SUPOSIÇÕES
DE INVERNO
Lilian Souza
Em minha casa na Suécia, linda casa de madeira, com cortinas brancas e rendadas, eu observava a neve cair, lentamente, como se dançassem para mim os floquinhos, tais como bobos da corte, querendo alegrar-me.
A paisagem absorvia-me, de forma que não pairavam pensamentos em minha mente, apenas uma dúvida, e esta dúvida levava-me por tantos caminhos quanto minutos tinha eu para os criar.
Era véspera de natal, e eu esperava por uma revelação. Boatos de que um grande presente me aguardaria na noite da grande ceia.
Naquele momento, imaginava todos os tipos de presente que poderia eu receber e de quem os receberia. Ares de mistério se faziam, guirlandas e doces, dourados e fitas espalhavam-se pela casa.
Quem daria o presente? Meu noivo? Amigos? Familiares? Encontravam-se todos na mesma casa, com os mesmos sorrisos discretos, criando covinhas ao lado de seus lábios.
Minhas suposições eram infindáveis. Se fosse meu noivo seria uma casa, um carro, uma jóia?
Se meus amigos, um Cd, passagens para férias?
Se meus familiares então? O que de grande eles poderiam me dar?
Além disso, comecei a ter dúvidas se era "um grande presente" ou "um presente grande"... Uma jóia é um grande presente, mas pode não ser um presente grande, a menos que seja um grande rubi!
As horas passavam, todos fingiam não perceber minha ansiedade. Parei de imaginar o que poderia ser e comecei a ajudar nos preparativos.
Ajudei a fazer os pratos deliciosos e suculentos que compunham a ceia, enfeitar a mesa, dobrar os guardanapos, colocar os talheres, os pratos, copos e taças.
Mas a mente é traidora de seu dono quando pensa naquilo que não devia, e minhas idéias voavam, imaginando os mais diversos presentes.
Um cachorro? Seria um cachorro grande ou um pequeno e dócil?
Uma roupa? Um vestido longo, ou um pequeno tailleur sóbrio de uma loja muito cara, daqueles que você só ganha um na vida, os outros, se quiser, compra.
Meu drama era grande e minha curiosidade maior ainda, pois eu nunca tinha passado por isso. Sempre recebi presentes, alguns valiosos, outros com valor sentimental, mas nunca com tanto mistério. Por isso, apesar de todas as hipóteses que imaginei, supus, criei, elaborei e inventei, meu sexto sentido me dizia que era algo realmente diferente.

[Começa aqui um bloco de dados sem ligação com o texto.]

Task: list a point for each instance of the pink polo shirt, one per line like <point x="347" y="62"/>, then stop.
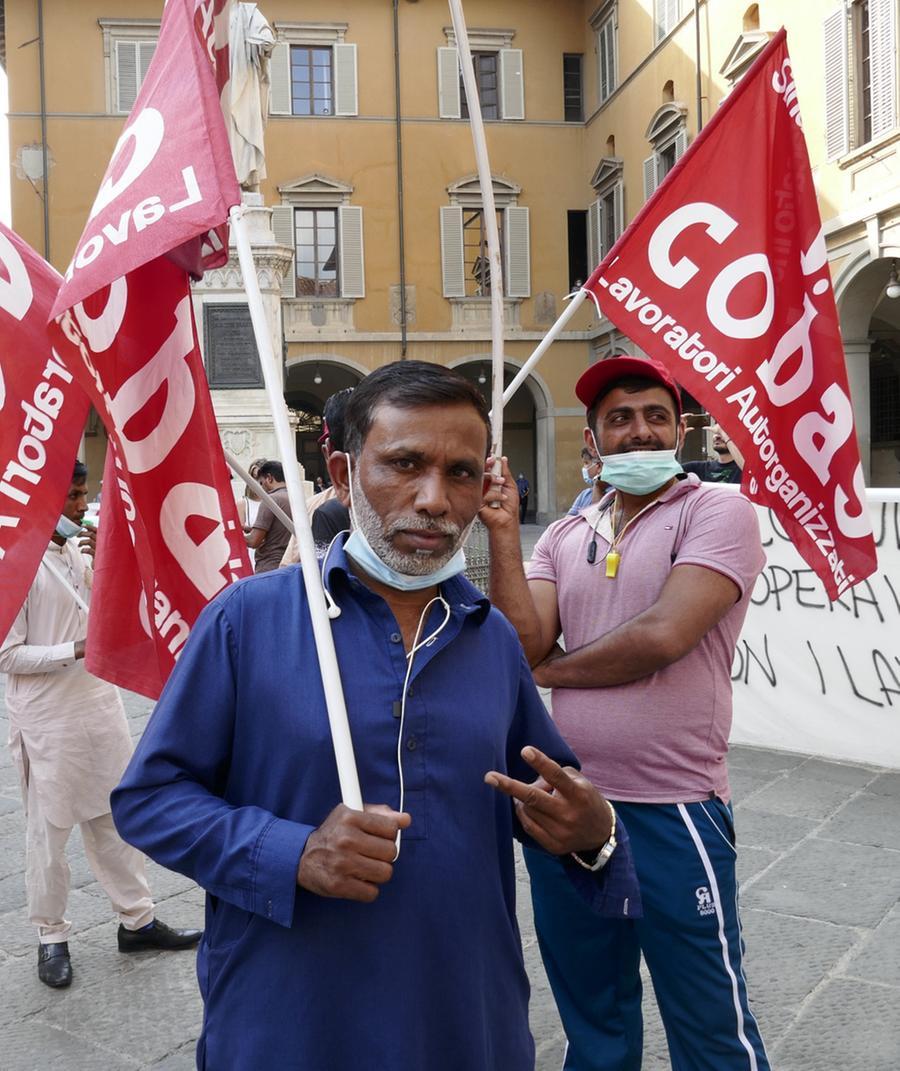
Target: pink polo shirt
<point x="661" y="739"/>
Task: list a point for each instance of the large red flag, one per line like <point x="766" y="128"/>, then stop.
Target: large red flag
<point x="170" y="180"/>
<point x="169" y="537"/>
<point x="42" y="418"/>
<point x="723" y="276"/>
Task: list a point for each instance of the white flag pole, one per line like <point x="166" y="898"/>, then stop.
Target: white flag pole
<point x="315" y="596"/>
<point x="544" y="345"/>
<point x="492" y="231"/>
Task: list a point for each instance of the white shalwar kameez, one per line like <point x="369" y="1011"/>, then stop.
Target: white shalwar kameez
<point x="70" y="740"/>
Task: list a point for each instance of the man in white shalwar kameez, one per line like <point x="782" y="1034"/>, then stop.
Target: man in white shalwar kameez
<point x="70" y="740"/>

A hora estava chegando. Estava já arrumada, com o presente de amigo secreto nas mãos, esperando os retardatários que chegavam pouco a pouco na sala.
Um ambiente feliz, calmo e aconchegante embalava a noite. Começamos a anunciar os presentes. A cada um que se levantava da cadeira para anunciar seu amigo secreto, meu coração pulava forte.
Chegou a minha vez, finalmente! Ganhei o tão esperado presente de uma amiga de infância, a quem quero muito bem. Abri o presente cuidadosamente. Pelo tamanho era "um grande presente". Quando acabei de desembrulhar o papel, surpresa: a coleção de Cds que eu estava querendo comprar há tempos, de um dos meus compositores preferidos da nossa velha MPB. Adorei! Mas... Não era motivo para tanto mistério.
Um pouco entre feliz e decepcionada, agradeci meu presente e anunciei meu amigo secreto.
Ao fim da distribuição de presentes, encaminhávamo-nos para a sala de jantar, quando meu noivo atraiu para si a atenção. Começou um discurso que me pareceu um tanto fora de propósito, exaltando qualidades minhas para todos.
Eu pensava o porquê de tudo aquilo, pois íamos nos casar dali um mês e já tinha sido anunciado. Enquanto, eu perdia-me em meus devaneios, a seguinte frase respondeu minha pergunta:
- E além de todas essas qualidades, agora é também a mais nova, e se eu não me engano, a única, escritora da família! - Pegou um pequeno pacote e deu-me nas mãos.
Eu, sem ainda entender o que significavam aquelas palavras, abri meu grande presente e dei de cara com meu livro, o primeiro a ser publicado.
Emocionada, pois não esperava que fosse conseguir, descobri o significado de ganhar algo realmente especial, o resultado de meus esforços encontrava-se ali.
Dentre aplausos, risos, sorrisos, comemorações, beijos e abraços, a única coisa que me veio à mente foi: "de nada adiantaram minhas suposições, eu mesma me dei o presente (aliás, a única pessoa que eu não havia considerado), e o conheço melhor que qualquer um ali."